Prima Predica di Avvento 2013
Santo Padre, Venerabili Padri, fratelli e sorelle, l’intento di
queste tre meditazioni di Avvento è di prepararci al Natale in compagnia
di Francesco d’Assisi. Di lui, in questa prima meditazione, vorrei
mettere in luce la natura del suo ritorno al Vangelo. Il teologo Yves
Congar, nel suo studio su “Vera e falsa riforma nella Chiesa” vede in
Francesco l’esempio più chiaro di riforma della Chiesa per via di
santità[1]. Vorremmo cercare di capire in che è consistita la sua
riforma per via di santità e cosa il suo esempio comporta in ogni epoca
della Chiesa, compresa la nostra.
1. La conversione di Francesco
Per capire qualcosa dell’avventura di Francesco bisogna partire dalla
sua conversione. Di tale evento esistono, nelle fonti, diverse
descrizioni con notevoli differenze tra di loro. Per fortuna abbiamo una
fonte assolutamente affidabile che ci dispensa dallo scegliere tra le
varie versioni. Abbiamo la testimonianza di Francesco stesso nel suo
Testamento, la sua ipsissima vox, come si dice delle parole sicuramente di Cristo riportate nel Vangelo. Dice:
Il Signore dette a me, frate Francesco, d’incominciare a fare
penitenza così: quando ero nei peccati mi sembrava cosa troppo amara
vedere i lebbrosi e il Signore stesso mi condusse tra loro e usai con
essi misericordia. E allontanandomi da essi, ciò che mi sembrava amaro
mi fu cambiato in dolcezza d’animo e di corpo. E di poi, stetti un poco e
uscii dal mondo.
È su questo testo che giustamente si basano gli storici, ma con un
limite per loro invalicabile. Gli storici, anche i meglio intenzionati e
più rispettosi della peculiarità della vicenda di Francesco, come è
stato, tra gli italiani Raoul Manselli, non riescono a cogliere il
perché ultimo del suo radicale cambiamento. Si arrestano –e giustamente
per rispetto al loro metodo – sulla soglia, parlando di un “segreto di
Francesco”, destinato a rimanere tale per sempre.

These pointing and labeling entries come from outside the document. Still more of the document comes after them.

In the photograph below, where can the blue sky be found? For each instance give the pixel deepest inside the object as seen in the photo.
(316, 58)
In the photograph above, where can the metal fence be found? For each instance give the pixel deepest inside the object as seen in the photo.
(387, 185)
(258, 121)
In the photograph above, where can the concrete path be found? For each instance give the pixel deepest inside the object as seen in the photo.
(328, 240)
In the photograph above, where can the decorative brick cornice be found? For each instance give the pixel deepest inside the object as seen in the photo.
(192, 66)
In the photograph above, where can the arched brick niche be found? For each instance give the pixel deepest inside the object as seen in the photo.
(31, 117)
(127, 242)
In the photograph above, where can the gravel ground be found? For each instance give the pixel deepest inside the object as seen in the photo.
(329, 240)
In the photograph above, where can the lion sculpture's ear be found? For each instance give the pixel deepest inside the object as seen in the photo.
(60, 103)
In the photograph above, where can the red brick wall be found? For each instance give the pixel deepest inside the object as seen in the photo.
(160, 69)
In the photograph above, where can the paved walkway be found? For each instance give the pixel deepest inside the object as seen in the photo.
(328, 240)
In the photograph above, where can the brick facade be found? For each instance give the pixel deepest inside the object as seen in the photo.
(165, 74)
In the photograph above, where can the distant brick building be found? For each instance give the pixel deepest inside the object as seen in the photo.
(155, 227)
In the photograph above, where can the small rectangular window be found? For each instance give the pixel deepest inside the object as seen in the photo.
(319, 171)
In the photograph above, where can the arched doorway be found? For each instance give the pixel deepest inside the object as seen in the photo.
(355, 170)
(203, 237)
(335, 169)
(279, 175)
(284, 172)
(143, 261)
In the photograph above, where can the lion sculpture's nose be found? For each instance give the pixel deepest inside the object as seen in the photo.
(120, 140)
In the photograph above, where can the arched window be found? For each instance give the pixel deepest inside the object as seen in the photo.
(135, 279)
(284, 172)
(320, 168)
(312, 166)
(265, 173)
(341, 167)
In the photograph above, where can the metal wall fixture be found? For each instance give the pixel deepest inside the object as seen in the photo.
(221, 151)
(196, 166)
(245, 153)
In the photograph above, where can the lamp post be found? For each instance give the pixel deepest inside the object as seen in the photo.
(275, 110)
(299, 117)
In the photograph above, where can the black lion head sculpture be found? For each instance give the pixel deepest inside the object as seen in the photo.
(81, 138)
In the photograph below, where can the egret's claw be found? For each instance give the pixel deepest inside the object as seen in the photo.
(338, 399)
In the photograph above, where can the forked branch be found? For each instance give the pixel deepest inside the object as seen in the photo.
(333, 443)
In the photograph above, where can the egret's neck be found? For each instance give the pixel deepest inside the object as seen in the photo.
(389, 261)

Quello che si riesce a costatare, dicono gli storici, è la decisione
di Francesco di cambiare il suo stato sociale. Da appartenente alla
classe agiata, che contava nella città per nobiltà o ricchezza, egli ha
scelto di collocarsi all’estremità opposta, condividendo la vita degli
ultimi, di quelli che non contavano nulla, i cosiddetti “minori”,
afflitti da ogni genere di povertà.
Gli storici insistono giustamente sul fatto che Francesco,
all’inizio, non ha scelto la povertà e tanto meno il pauperismo; ha
scelto i poveri! Il cambiamento è motivato più dal comandamento; “Ama il
prossimo tuo come te stesso”, che non dal consiglio: “Se vuoi essere
perfetto, va’, vendi tutto quello che hai e dallo ai poveri, poi vieni e
seguimi”. Era la compassione per la povera gente, più che la ricerca
della propria perfezione che lo muoveva, la carità più che la povertà.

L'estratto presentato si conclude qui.